# how long is fresh brisket good for



## jc1971 (Dec 23, 2011)

Ok here is my question

i am making brisket tomorrow for dinner then again on new years eve!

Both i picked up from my butcher today.

I am using jeffs rub on them and was wondering if i rub them both today will the one for new years eve still be ok or do i need to freeze it

and can it be rubbed then frozen?

Thank you for any advise

jerry


----------



## SmokinAl (Dec 23, 2011)

Yes it can be rubbed then frozen. I do that with ribs all the time.


----------



## rbranstner (Dec 23, 2011)

People dry age beef for weeks so I would think it would be fine as long as it is refrigerated. Personally I would probably freeze it just because its a force of habit and I wouldn't have much fridge space.


----------



## scarbelly (Dec 23, 2011)

rbranstner said:


> People dry age beef for weeks so I would think it would be fine as long as it is refrigerated. Personally I would probably freeze it just because its a force of habit and I wouldn't have much fridge space.




X2


----------



## jc1971 (Dec 23, 2011)

i have lots of fridge space. Fridge in garage is just for beer and smoking meat lol

just means i have to get drinking

just worried about making someone sick


----------



## rbranstner (Dec 23, 2011)

jc1971 said:


> i have lots of fridge space.
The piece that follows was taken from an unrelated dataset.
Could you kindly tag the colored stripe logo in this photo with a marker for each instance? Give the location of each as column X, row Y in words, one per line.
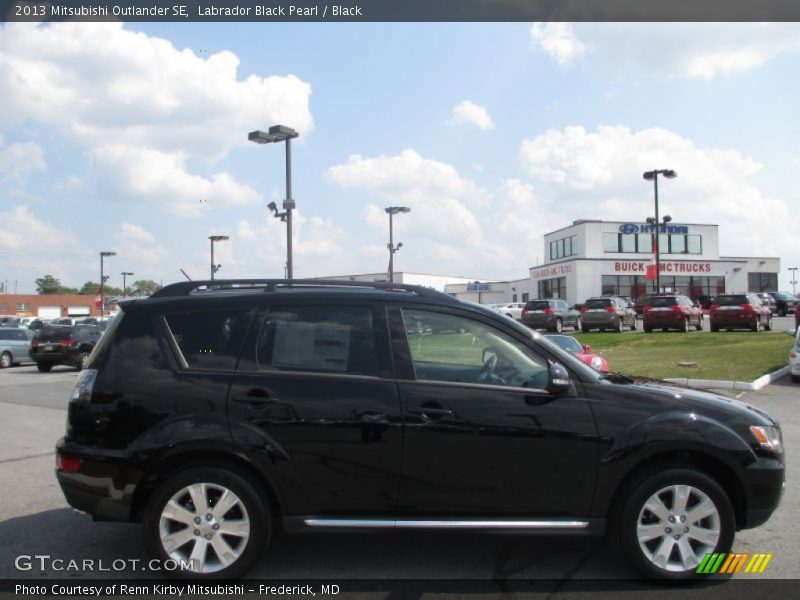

Fridge in garage is just for beer and smoking meat lol
> 
> just means i have to get drinking
> 
> just worried about making someone sick




If you have the space and it's only for a little over a week I guess I would just keep it thawed.


----------



## jc1971 (Dec 23, 2011)

ok good deal thank you for the advice

will post pics when all done


----------



## jc1971 (Dec 23, 2011)

make a difference if it is rubbed for the time it is in fridge?


----------



## supercenterchef (Dec 24, 2011)

rub shouldn't matter...but I'd make sure and store it in a fridge that is consistantly 34-38 deg (ie not one whose door is regularly opened...guess it depends on beer consumption, lol)


----------



## chef jimmyj (Dec 25, 2011)

I'm a little late to the game, but I would Rub it, wrap in Cheese cloth or cotton tea towels, and place it on a rack in a pan...It can Dry age, uncovered, in the Beer fridge for a week no problem , just re-wrap it every 2 days and you will be good to go...JJ


----------



## subotai (Dec 26, 2011)

If the rub contains salt then the extra time the brisket sits in the fridge will certainly draw more water from the meat.  This will should become visable pretty quickly in the form of bloody water pooling around the meat.  Some smokehouse rub the meat and let it sit for a few days to give flavor to the meat while using the salt to take out excess moisture from the meat (something like quick dry aging).  We like to rub our beef briskets 24 hours before smoking, but it is all personal prefarance.  We have tested 24 hours, 48 hours, 72 hours and 96 hours.  The meat definatly changes a little with extended time in the fridge while the meat is rubbed.  We noticed end product tends to be a little drier with the test briskets sitting for over 48 hours.  We speculate the cause is the salt having extra time to extract more moisture from the meat.  It might be a good idea to smoke or cook the brisket now, then cool it off and keep in the fridge till the new years party.  This way the cooking process will stop the salt from doing its thing and "set" the meat in place.  We have had briskets cooked and held in cooler and as long as the meat was wrapped tightly after cooking reheating it was NEVER an issue.  Most people that smoke brisket will tell you that it is easy to smoke a whole brisket and wrap up portions kept in the fridge and freezer and kept properly and reheated they will taste as good as the day you smoked them.  Just my thoughts....


----------



## sprky (Dec 26, 2011)

Just my 2 cents. 

If you rub it smoke it with in 24 hours or freeze it. Reason I say this is the salt is going to draw moisture out and you want all you can get in there. I smoked a brisket that had been in fridge rubbed for almost 3 days and it was much dryer. You could inject apple juice or wine before ya smoke to help with the drying out, but doing that will also change the flavor. Another thought on rubbed for almost a week is it may impart more of the rub into the meat and become over powering, I cant say for sure as I have never dont this, however I do have more of a rub taste when i allow my brisket to sit for 24 hours verses 12. Just some food for thought there.


----------